During the year under review, your Company has recorded total Revenue from Operations to the tune of R13,765.92 Lakhs during the financial year 2022-23 compared to R14,297.05 Lakhs in the corresponding previous financial year.

Your Company has recorded total income of R 13,849.62 Lakhs during the Financial Year 2022-23 as compared to R14,394.63 Lakhs in the corresponding previous financial year.

During the year, your Company has generated earnings before interest, depreciation and tax (EBIDTA) of R 833.71 Lakhs as compared to R985.13 Lakhs in the previous year. The net profit after tax for the financial year 2022-23 stood at R318.93 Lakhs as compared to R546.02 Lakhs during the previous financial year 2021-22 which states decrease of almost 41.60% in the profit of the Company.

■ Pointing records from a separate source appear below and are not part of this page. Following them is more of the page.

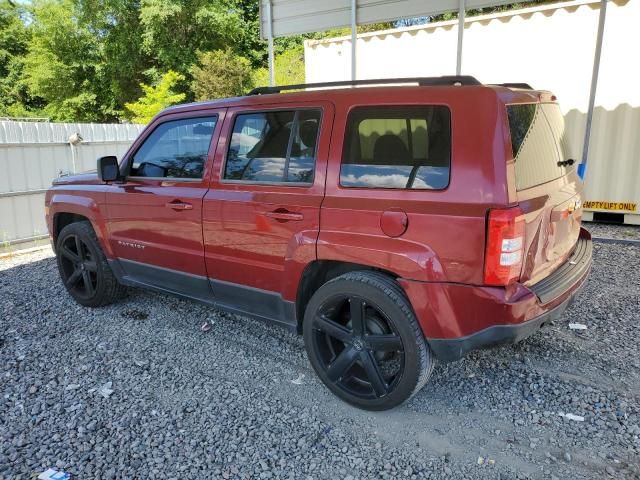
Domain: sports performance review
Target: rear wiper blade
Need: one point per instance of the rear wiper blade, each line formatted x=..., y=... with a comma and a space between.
x=566, y=163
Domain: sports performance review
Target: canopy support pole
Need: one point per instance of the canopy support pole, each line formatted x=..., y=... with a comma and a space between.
x=594, y=85
x=272, y=73
x=354, y=37
x=461, y=15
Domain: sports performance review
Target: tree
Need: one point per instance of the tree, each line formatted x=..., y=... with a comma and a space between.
x=156, y=98
x=289, y=66
x=220, y=74
x=175, y=30
x=14, y=42
x=123, y=62
x=61, y=64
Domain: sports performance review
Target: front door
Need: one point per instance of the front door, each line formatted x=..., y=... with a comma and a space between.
x=262, y=214
x=155, y=215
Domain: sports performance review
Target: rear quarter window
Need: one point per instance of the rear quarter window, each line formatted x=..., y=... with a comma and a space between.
x=538, y=143
x=403, y=147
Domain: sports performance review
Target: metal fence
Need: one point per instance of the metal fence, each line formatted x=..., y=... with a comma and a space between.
x=32, y=154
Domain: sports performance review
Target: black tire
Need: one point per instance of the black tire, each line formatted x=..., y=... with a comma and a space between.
x=373, y=364
x=84, y=269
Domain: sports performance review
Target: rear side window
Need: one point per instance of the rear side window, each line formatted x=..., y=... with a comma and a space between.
x=278, y=146
x=538, y=143
x=175, y=149
x=397, y=147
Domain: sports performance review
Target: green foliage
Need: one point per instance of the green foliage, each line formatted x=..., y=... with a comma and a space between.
x=94, y=60
x=156, y=98
x=14, y=42
x=175, y=30
x=220, y=74
x=289, y=66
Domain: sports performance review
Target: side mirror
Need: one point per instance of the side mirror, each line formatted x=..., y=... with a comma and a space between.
x=108, y=170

Profit of your Company has decreased due to decrease in Turnover of the Company as well as addition in Finance Cost of the Company. As compared to that there is reduction in Cost of material consumed and in Comission / Sales promotion expenses in other expense. Hence, at the result of that profit of your Company has increased at robust growth.

- HUMAN RESOURCES:

Zodiacs human resource practices helped reinforce market leadership. The Company invested in formal and informal training as well as on-the-job learning. It emphasised engagements with employees by providing an enriched workplace, challenging job profile and regular dialogues with the management. The Company enjoyed one of the highest employee retention rates in the industry; it created leaders from within, strengthening prospects. As on March 31, 2023, the Companys employee base stood at 90.

DETAILS OF SIGNIFICANT CHANGES (I.E. CHANGE OF 25% OR MORE AS COMPARED TO THE IMMEDIATELY PREVIOUS FINANCIAL YEAR) IN KEY FINANCIAL RATIOS, ALONG WITH DETAILED EXPLANATIONS THEREFOR:

Ratios 2022-23 2021-22 Difference Change in % Remarks
Debtors Turnover Ratio 3.84 5.24 (1.40) (26.74) Due to Increase in Accounts Receivables.
Inventory Turnover 5.11 5.08 0.03 0.44 --
Interest Coverage Ratio (EBIT/Interest) 2.68 7.50 (4.82) (64.27) Due to increase in interest expense.
Current Asset Ratio 1.64 1.97 (0.33) (16.70) --
Debt Equity Ratio 1.27 0.54 0.73 136.16 Due to increase in working capital Loan.
Operating Profit Margin (%) 5.08 6.21 (1.13) (18.20) Due to decrease in sales.
Net Profit Margin (%) 2.32 3.82 (1.5) 39.34 Due to Decrease in net profit of the Company.
Return on Net Worth 16.77 13.28 3.49 26.28 Due to increase in EBIT.

CAUTIONARY NOTE:

Statements in this Report, describing the Companys objectives, projections, estimates and expectations may constitute forward looking statements within the meaning of applicable laws and regulations. Forward looking statements are based on certain assumptions and expectations of future events. These statements are subject to certain risks and uncertainties. The Company cannot guarantee that these assumptions and expectations are accurate or will be realized. The actual results may be different from those expressed or implied since the Companys operations are affected by many external and internal factors, which are beyond the control of the management. Hence the Company assumes no responsibility in respect of forward-looking statements that may be amended or modified in future on the basis of subsequent developments, information or events.